Beatriz Cortez (@beatrizcortezflores) (b. 1970, San Salvador, El Salvador; lives and works in Los Angeles) has lived in the United States since 1989. She received an MFA in Art from the California Institute of the Arts in 2015, and a Ph.D. in Literature and Cultural Studies from Arizona State University in 1999. Cortez’s work explores simultaneity, life in different temporalities, and different versions of modernity, particularly in relation to memory and loss in the aftermath of war and the experience of migration, and in relation to imagining possible futures.
Yosimar Reyes (@yosirey) is a nationally-acclaimed Poet and Public Speaker.

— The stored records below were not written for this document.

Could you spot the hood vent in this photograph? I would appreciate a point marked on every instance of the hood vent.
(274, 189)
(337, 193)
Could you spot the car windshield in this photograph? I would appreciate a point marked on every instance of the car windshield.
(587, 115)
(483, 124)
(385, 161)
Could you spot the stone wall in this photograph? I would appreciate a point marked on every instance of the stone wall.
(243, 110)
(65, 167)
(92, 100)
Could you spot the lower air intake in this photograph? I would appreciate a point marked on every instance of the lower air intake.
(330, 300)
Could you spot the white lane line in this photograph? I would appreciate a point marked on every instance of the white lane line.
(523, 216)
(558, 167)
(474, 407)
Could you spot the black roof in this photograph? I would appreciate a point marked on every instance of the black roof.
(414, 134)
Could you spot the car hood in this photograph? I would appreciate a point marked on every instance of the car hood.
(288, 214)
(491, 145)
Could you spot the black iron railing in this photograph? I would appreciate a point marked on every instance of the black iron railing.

Born in Guerrero, Mexico, and raised in Eastside San Jose, Reyes explores the themes of migration and sexuality in his work. The Advocate named Reyes one of “13 LGBT Latinos Changing the World” and Remezcla included Reyes on their list of “10 Up And Coming Latinx Poets You Need To Know.” His first collection of poetry, For Colored Boys Who Speak Softly... was self-published after a collaboration with the legendary Carlos Santana.
Ken Gonzales-Day (@kengonzalesday) is Los Angeles based artist whose interdisciplinary practice considers the historical construction of race and the limits of representational systems ranging from lynching photographs to museum displays. His widely exhibited Erased Lynching series (2006), along with the publication of Lynching in the West: 1850-1935 (2006), transformed the understanding of racialized violence in the United States and raised awareness of the lynching of Latinos, Native Americans, Asians, along with African-Americans, in California’s early history.